As the United Nations officially kicks off a massive six-year, $2 billion renovation of its New York City headquarters, the project is already mired in controversy.
The so-called Capital Master Plan (CMP), which got underway Monday morning, will upgrade and modernize the U.N.'s 38-story Secretariat building and several supporting structures.
Most of the headquarters complex dates back to the early 1950s and has had little, if any, major maintenance.
The safety of those structures has been the subject of repeated complaints by New York Mayor Michael Bloomberg and Sen. Charles Schumer. The U.N. is laden with asbestos and other building hazards all used during the original construction. Most areas did not even have sprinkler systems in the event of fires.
Only recently did the world body move to install such devices in selected areas of the headquarter's campus. That came after pressure from the Bloomberg administration. The mayor went so far as to prohibit New York school children from taking United Nations tours for fear of their safety.
U.N. employees have often complained about the complex being "rat and mice" infested, with minimal efforts made to address the problem.
The United Nations thwarted several attempts by New York health authorities to inspect the five restaurants serving thousands of staff and the general public daily. New York records revealed that sanitary inspections of the U.N.'s eateries had not taken place for over a decade.
The posh "Delegate's Dining Room," a haven for such celebs as Richard Branson and Naomi Campbell, had throngs of mice seen traversing its main kitchen during overnight hours.
When Newsmax photographed the numerous health violations, including mice droppings inside food preparation equipment, the UN responded by "reviewing" Newsmax's press accreditation.

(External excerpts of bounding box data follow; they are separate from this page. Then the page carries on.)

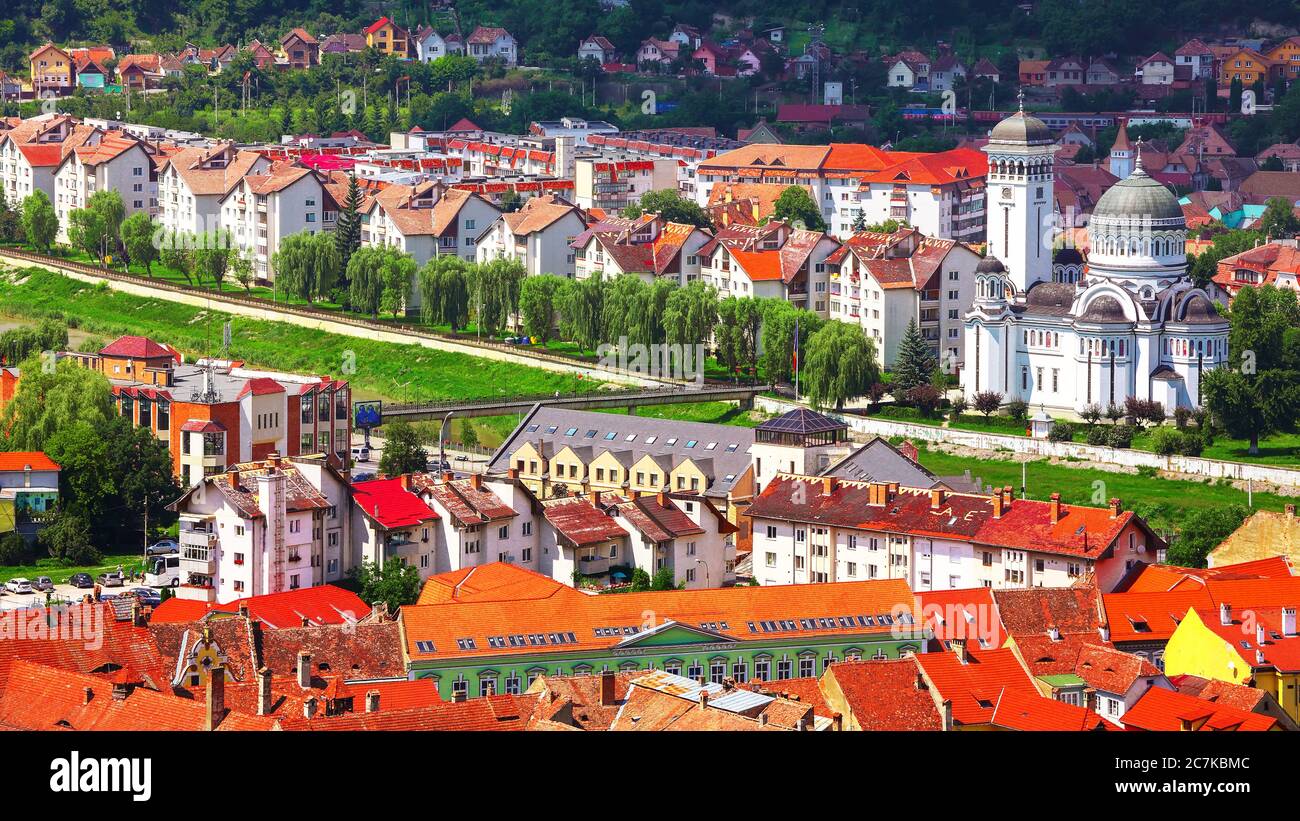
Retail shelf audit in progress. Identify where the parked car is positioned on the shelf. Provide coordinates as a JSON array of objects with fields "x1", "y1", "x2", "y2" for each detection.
[
  {"x1": 144, "y1": 539, "x2": 181, "y2": 556},
  {"x1": 122, "y1": 587, "x2": 163, "y2": 607}
]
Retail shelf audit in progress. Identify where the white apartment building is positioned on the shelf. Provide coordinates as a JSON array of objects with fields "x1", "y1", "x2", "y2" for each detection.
[
  {"x1": 53, "y1": 133, "x2": 157, "y2": 242},
  {"x1": 172, "y1": 453, "x2": 351, "y2": 604},
  {"x1": 749, "y1": 474, "x2": 1162, "y2": 591},
  {"x1": 159, "y1": 143, "x2": 270, "y2": 234},
  {"x1": 220, "y1": 165, "x2": 338, "y2": 279},
  {"x1": 476, "y1": 195, "x2": 586, "y2": 277}
]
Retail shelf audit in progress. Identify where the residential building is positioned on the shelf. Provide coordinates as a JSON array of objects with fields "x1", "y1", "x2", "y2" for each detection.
[
  {"x1": 699, "y1": 221, "x2": 839, "y2": 317},
  {"x1": 159, "y1": 143, "x2": 270, "y2": 234},
  {"x1": 827, "y1": 229, "x2": 980, "y2": 370},
  {"x1": 748, "y1": 473, "x2": 1162, "y2": 590},
  {"x1": 169, "y1": 453, "x2": 354, "y2": 603},
  {"x1": 476, "y1": 195, "x2": 586, "y2": 277},
  {"x1": 53, "y1": 131, "x2": 157, "y2": 242},
  {"x1": 60, "y1": 336, "x2": 352, "y2": 478},
  {"x1": 465, "y1": 26, "x2": 519, "y2": 65},
  {"x1": 402, "y1": 568, "x2": 926, "y2": 699},
  {"x1": 569, "y1": 214, "x2": 712, "y2": 284},
  {"x1": 218, "y1": 164, "x2": 339, "y2": 281},
  {"x1": 361, "y1": 17, "x2": 415, "y2": 60}
]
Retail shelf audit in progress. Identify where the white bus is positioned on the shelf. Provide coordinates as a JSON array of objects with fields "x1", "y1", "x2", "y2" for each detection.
[{"x1": 144, "y1": 553, "x2": 181, "y2": 587}]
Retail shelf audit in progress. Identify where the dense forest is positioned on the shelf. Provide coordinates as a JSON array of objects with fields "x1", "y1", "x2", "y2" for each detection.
[{"x1": 0, "y1": 0, "x2": 1300, "y2": 69}]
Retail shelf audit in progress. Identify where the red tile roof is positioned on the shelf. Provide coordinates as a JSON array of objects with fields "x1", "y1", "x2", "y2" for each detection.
[
  {"x1": 992, "y1": 690, "x2": 1110, "y2": 731},
  {"x1": 352, "y1": 478, "x2": 438, "y2": 530},
  {"x1": 826, "y1": 659, "x2": 944, "y2": 731},
  {"x1": 915, "y1": 648, "x2": 1039, "y2": 725},
  {"x1": 1122, "y1": 687, "x2": 1278, "y2": 731},
  {"x1": 150, "y1": 585, "x2": 371, "y2": 627},
  {"x1": 0, "y1": 451, "x2": 60, "y2": 473}
]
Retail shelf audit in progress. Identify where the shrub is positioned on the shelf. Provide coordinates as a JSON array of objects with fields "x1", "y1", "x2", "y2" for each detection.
[
  {"x1": 1106, "y1": 425, "x2": 1134, "y2": 448},
  {"x1": 1048, "y1": 422, "x2": 1074, "y2": 442}
]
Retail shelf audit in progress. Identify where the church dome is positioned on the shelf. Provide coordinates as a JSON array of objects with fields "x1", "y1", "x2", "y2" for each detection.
[
  {"x1": 1092, "y1": 166, "x2": 1183, "y2": 221},
  {"x1": 988, "y1": 110, "x2": 1056, "y2": 143},
  {"x1": 1079, "y1": 296, "x2": 1126, "y2": 322}
]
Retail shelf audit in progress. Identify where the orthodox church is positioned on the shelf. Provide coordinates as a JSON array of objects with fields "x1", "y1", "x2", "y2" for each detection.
[{"x1": 962, "y1": 103, "x2": 1229, "y2": 416}]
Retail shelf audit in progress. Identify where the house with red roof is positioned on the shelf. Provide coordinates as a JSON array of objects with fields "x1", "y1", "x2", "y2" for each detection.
[{"x1": 748, "y1": 473, "x2": 1164, "y2": 590}]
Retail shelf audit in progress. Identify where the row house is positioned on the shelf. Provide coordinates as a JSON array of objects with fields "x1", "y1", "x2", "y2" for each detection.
[
  {"x1": 569, "y1": 214, "x2": 712, "y2": 286},
  {"x1": 749, "y1": 474, "x2": 1164, "y2": 590},
  {"x1": 60, "y1": 336, "x2": 352, "y2": 487},
  {"x1": 827, "y1": 229, "x2": 982, "y2": 368},
  {"x1": 220, "y1": 165, "x2": 339, "y2": 279},
  {"x1": 477, "y1": 195, "x2": 586, "y2": 277},
  {"x1": 699, "y1": 221, "x2": 839, "y2": 317},
  {"x1": 169, "y1": 452, "x2": 351, "y2": 604},
  {"x1": 0, "y1": 114, "x2": 97, "y2": 205},
  {"x1": 696, "y1": 143, "x2": 988, "y2": 243},
  {"x1": 577, "y1": 152, "x2": 679, "y2": 212},
  {"x1": 55, "y1": 131, "x2": 157, "y2": 242},
  {"x1": 361, "y1": 182, "x2": 502, "y2": 267},
  {"x1": 159, "y1": 143, "x2": 270, "y2": 234},
  {"x1": 465, "y1": 26, "x2": 519, "y2": 65},
  {"x1": 415, "y1": 26, "x2": 465, "y2": 62},
  {"x1": 402, "y1": 565, "x2": 927, "y2": 700},
  {"x1": 361, "y1": 17, "x2": 415, "y2": 60}
]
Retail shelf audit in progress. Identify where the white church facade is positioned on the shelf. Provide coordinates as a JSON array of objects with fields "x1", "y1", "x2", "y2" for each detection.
[{"x1": 962, "y1": 102, "x2": 1229, "y2": 416}]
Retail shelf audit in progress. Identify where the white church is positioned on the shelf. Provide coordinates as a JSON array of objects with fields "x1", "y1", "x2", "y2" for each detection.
[{"x1": 962, "y1": 104, "x2": 1229, "y2": 416}]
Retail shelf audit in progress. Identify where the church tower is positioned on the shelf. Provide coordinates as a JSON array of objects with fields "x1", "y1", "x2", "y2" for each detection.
[
  {"x1": 1110, "y1": 120, "x2": 1134, "y2": 179},
  {"x1": 984, "y1": 92, "x2": 1056, "y2": 294}
]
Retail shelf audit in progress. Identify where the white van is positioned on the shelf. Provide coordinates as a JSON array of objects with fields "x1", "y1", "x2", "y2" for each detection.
[{"x1": 144, "y1": 553, "x2": 181, "y2": 587}]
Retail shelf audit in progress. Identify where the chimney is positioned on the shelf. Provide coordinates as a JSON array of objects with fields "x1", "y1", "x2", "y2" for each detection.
[
  {"x1": 203, "y1": 664, "x2": 226, "y2": 730},
  {"x1": 257, "y1": 668, "x2": 270, "y2": 716},
  {"x1": 601, "y1": 670, "x2": 614, "y2": 707},
  {"x1": 298, "y1": 650, "x2": 312, "y2": 690},
  {"x1": 948, "y1": 639, "x2": 967, "y2": 664}
]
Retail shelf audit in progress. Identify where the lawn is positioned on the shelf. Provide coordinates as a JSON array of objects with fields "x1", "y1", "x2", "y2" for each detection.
[
  {"x1": 898, "y1": 439, "x2": 1294, "y2": 531},
  {"x1": 0, "y1": 268, "x2": 593, "y2": 401}
]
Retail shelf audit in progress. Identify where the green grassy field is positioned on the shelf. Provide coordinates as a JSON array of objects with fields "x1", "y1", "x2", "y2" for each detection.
[
  {"x1": 898, "y1": 439, "x2": 1294, "y2": 530},
  {"x1": 0, "y1": 268, "x2": 593, "y2": 401}
]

While the United Nations is considered "international territory" and normally exempt from U.S. laws, that does not apply to issues of health and safety says the State Department. Unofficially, New York City authorities gave the U.N. a safety and health pass on areas not normally accessible to the public.
Only recently had city officials moved to address such issues, and only in areas visited by the public.
During the renovations, more than 11,000 U.N. employees and affiliates will need to be relocated. The organization will accommodate its own internal "refugee" migration by temporarily renting several nearby office buildings and constructing a new office tower on its North Lawn between 45th and 48th Streets in mid-town Manhattan.
U.N. sources tell Newsmax that the project, which officially starts just this week, is already more than $250 million over budget.
Though the United Nations has had problems raising the $2 billion needed for the renovations, it seems that squandering a reported $80,000 for "celebrations" related to the CMP's "official" kickoff was no problem.
Unlike previous UN "parties" where "private" donations have been sought to defray expenses, the CMP bash is being financed directly from funds "earmarked" for the reconstruction, explain U.N. sources.
With the renovations about to begin, Newsmax been told that several "unanticipated" problems have surfaced.
Among the challenges facing the U.N. construction crews:
1. The land on the U.N.'s north lawn where a new multistory temporary office center is to be built may not be strong enough to support it.
Unless modifications to the building or the land it will be built on are made, leaks (or worse) from the nearby East River could occur.
2. Numerous rare trees that sit on the same tract of land will need to be relocated. Word at the U.N. is that this problem will cost the organization at least $1 million in unanticipated costs. Moreover, numerous trees will not be saved.
3. Several of the existing office buildings the U.N. plans to move into do not meet safety and health codes.
Last week, officials ordered a temporary halt on the move into at least one of the temporary buildings. The U.N., it is reported, did not have the proper renovation certtificates.
4. In one of those buildings, word at the UN is industrial "radioactive" waste (from a previous tenant) has been discovered. It is not clear just how hazardous the waste is nor how it will be removed.
The U.N. Staff Union, which represents more than 5,000 workers at the New York campus, is said to reviewing the situation.
Both Bloomberg and U.S.-U.N. Ambassador Zalmay Khalilzad were conspicuous no-shows at the Monday groundbreaking ceremony.